Hablar de aires de autogolpe no significa anunciar una ruptura abierta del orden constitucional. Hoy las quiebras democráticas rara vez ocurren de ese modo. Ocurren cuando la ley sigue ahí, pero deja de operar, cuando permanece escrita mientras su ejecución se posterga porque dejó de ser conveniente para quien ejerce el poder.

Ese es el punto delicado del momento hondureño. No está en discusión el conteo de votos ni el escrutinio general. Lo que está en juego es algo más elemental y, por eso mismo, más grave: si se va a cumplir o no una obligación clara de la Ley Electoral, en un contexto de resultado estrecho y tensión política evidente.

La Ley Electoral no deja espacio para interpretaciones creativas. En sus artículos 284 y 285, establece que el Consejo Nacional Electoral debe hacer la declaratoria del resultado presidencial una vez concluido el escrutinio general. No exige sesión plenaria, ni votación, ni deliberación, ni resolución colegiada. No añade condiciones. El mandato es directo: hacer la declaratoria.

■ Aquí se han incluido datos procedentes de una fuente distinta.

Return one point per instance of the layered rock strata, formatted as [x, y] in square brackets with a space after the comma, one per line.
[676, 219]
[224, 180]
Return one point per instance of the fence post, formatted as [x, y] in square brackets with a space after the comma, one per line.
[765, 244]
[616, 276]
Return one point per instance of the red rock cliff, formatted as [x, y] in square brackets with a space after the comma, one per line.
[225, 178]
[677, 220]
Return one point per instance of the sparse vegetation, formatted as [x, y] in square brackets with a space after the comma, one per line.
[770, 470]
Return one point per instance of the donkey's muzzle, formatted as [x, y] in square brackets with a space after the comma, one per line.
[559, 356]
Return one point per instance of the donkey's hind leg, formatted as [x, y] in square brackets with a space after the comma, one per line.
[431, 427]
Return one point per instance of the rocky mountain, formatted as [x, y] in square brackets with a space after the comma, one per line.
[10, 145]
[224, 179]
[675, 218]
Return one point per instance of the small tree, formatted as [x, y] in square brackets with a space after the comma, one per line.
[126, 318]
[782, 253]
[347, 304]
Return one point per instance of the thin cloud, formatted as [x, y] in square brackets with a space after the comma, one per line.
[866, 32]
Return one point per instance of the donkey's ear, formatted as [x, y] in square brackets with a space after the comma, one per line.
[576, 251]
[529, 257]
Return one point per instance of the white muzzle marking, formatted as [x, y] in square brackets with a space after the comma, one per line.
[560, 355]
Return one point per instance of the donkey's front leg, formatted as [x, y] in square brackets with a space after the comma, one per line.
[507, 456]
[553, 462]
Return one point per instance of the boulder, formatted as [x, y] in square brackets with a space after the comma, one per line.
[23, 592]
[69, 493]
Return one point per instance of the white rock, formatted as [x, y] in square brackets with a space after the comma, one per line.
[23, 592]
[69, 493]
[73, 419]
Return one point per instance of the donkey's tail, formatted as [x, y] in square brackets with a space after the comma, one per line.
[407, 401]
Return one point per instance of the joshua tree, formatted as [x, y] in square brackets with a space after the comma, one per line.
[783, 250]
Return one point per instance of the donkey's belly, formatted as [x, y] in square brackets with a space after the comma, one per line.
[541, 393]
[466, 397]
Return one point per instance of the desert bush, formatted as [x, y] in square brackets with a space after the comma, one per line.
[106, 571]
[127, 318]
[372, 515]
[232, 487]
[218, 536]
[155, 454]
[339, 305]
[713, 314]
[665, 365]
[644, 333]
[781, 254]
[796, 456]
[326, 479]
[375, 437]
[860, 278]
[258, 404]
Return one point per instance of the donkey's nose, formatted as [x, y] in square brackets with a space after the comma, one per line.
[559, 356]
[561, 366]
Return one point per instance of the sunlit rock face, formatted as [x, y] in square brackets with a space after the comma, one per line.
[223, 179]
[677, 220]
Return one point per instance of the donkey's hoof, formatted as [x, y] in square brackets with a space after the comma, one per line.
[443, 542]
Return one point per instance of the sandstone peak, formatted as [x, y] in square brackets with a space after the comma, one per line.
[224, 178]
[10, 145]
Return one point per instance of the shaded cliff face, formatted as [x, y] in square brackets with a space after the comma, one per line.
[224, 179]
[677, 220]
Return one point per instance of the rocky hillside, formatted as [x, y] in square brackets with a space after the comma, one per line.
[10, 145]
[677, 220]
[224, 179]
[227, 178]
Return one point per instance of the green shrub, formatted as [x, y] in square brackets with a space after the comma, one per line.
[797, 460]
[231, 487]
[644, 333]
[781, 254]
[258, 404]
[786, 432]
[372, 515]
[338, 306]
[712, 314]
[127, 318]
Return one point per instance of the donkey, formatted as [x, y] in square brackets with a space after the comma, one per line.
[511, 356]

Ese lenguaje no es casual. La declaratoria no decide quién ganó, solo da publicidad oficial a lo que ya fue decidido en las urnas. El momento de decidir terminó con el escrutinio. Todo lo que viene después es formalización obligatoria, no un espacio para renegociar lo que la ley da por cerrado.

Cuando se intenta presentar ese acto como algo debatible, complejo o sujeto a acuerdos, no estamos ante un problema legal, sino ante una forma de dilación. Se gana tiempo, se siembra confusión y se desplaza la presión del terreno jurídico al político. La ley no se desconoce de frente; se deja en espera.

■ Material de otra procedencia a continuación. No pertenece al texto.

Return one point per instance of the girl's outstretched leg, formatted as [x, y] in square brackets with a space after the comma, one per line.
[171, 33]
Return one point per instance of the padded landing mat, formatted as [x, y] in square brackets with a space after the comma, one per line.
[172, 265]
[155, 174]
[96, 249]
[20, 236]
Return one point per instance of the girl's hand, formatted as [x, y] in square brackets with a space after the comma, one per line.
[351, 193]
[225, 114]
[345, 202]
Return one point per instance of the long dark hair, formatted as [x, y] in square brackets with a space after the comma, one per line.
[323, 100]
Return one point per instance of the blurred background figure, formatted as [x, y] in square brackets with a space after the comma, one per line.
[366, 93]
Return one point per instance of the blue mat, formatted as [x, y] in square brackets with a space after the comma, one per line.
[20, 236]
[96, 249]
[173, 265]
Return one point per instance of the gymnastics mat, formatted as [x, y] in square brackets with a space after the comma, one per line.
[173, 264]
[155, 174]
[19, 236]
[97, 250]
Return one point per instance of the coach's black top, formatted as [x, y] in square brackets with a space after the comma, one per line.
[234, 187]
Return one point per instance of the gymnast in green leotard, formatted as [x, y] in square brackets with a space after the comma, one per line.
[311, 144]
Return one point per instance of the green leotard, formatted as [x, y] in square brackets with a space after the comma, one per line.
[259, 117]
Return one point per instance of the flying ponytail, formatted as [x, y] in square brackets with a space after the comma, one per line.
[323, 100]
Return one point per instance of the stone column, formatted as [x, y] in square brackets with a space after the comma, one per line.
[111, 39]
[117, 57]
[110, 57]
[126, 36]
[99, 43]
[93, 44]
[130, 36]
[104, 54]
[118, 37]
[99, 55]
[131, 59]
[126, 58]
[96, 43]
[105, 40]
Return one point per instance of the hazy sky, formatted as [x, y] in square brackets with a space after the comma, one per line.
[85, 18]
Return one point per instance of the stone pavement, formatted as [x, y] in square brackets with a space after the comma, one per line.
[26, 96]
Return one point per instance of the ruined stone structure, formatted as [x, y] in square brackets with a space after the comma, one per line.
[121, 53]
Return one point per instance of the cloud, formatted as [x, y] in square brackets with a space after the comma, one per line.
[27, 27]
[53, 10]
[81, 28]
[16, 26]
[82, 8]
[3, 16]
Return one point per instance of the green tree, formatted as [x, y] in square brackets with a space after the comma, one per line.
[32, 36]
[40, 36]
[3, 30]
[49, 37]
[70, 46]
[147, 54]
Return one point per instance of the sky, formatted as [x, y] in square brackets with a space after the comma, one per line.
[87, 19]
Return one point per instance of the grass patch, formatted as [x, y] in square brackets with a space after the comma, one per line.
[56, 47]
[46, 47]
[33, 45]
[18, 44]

A este cuadro se suma un hecho objetivo que no puede pasarse por alto: el proceso de transmisión y consolidación de resultados (TREP) ha presentado fallas técnicas y retrasos significativos, prolongando por más de quince días la ausencia de resultados definitivos. Se trata de un dato verificable.

El efecto de esa demora no es neutro. Todo proceso electoral que se prolonga sin cierre claro genera un vacío institucional. La incertidumbre erosiona la confianza ciudadana y abre espacio a presiones y maniobras de retaguardia.

Cuando una falla operativa coincide con la postergación de un acto legal obligatorio, como la declaratoria presidencial, el problema deja de ser técnico y pasa a ser institucional. La ley queda en pausa y el margen de maniobra política se ensancha.

Este modo de proceder responde a un guion ya ensayado bajo el paraguas del Socialismo del Siglo XXI. En Bolivia, la prolongación de la incertidumbre electoral desplazó el conflicto del voto al terreno institucional. En Venezuela, la reiterada postergación de actos reglados vació decisiones populares sin anularlas formalmente. En Nicaragua, la captura de los órganos de control cerró el proceso antes de que la disputa se expresara. En cada caso, el método fue similar: no romper la ley, sino administrarla.

Nada de esto requiere discursos dramáticos. Basta con no ejecutar lo que es obligatorio.

Por eso el problema ya no es partidario. Es institucional. La pregunta no es quién ganó, sino si la ley se cumple cuando deja de ser cómoda para el poder de turno.

Cuando una ley clara no se cumple y no ocurre nada, el mensaje es simple y peligroso: se puede incumplir. El poder aprende rápido. Y cuando ese aprendizaje se consolida, la ley deja de proteger al ciudadano y empieza a servir al poder. Llegados a este punto, la responsabilidad ya no puede desplazarse únicamente hacia las instituciones. Recae también —y de manera ineludible— en la ciudadanía. El cansancio es real, la fatiga democrática es comprensible; pero ninguna de las dos suspende el deber de juicio ni autoriza la retirada del espacio público. Exigir el cumplimiento estricto de la Ley Electoral no es un gesto heroico ni una consigna política: es la forma mínima de preservar lo común cuando el poder intenta diluirlo en la espera. La ley solo mantiene su autoridad mientras existan ciudadanos dispuestos a recordarla, incluso cuando hacerlo exige perseverar sin entusiasmo. Cuando el cansancio sustituye al juicio y la resignación reemplaza a la exigencia, la legalidad no es derrotada: simplemente deja de existir como límite. Y ahí comienza, silenciosamente, la verdadera ruptura democrática.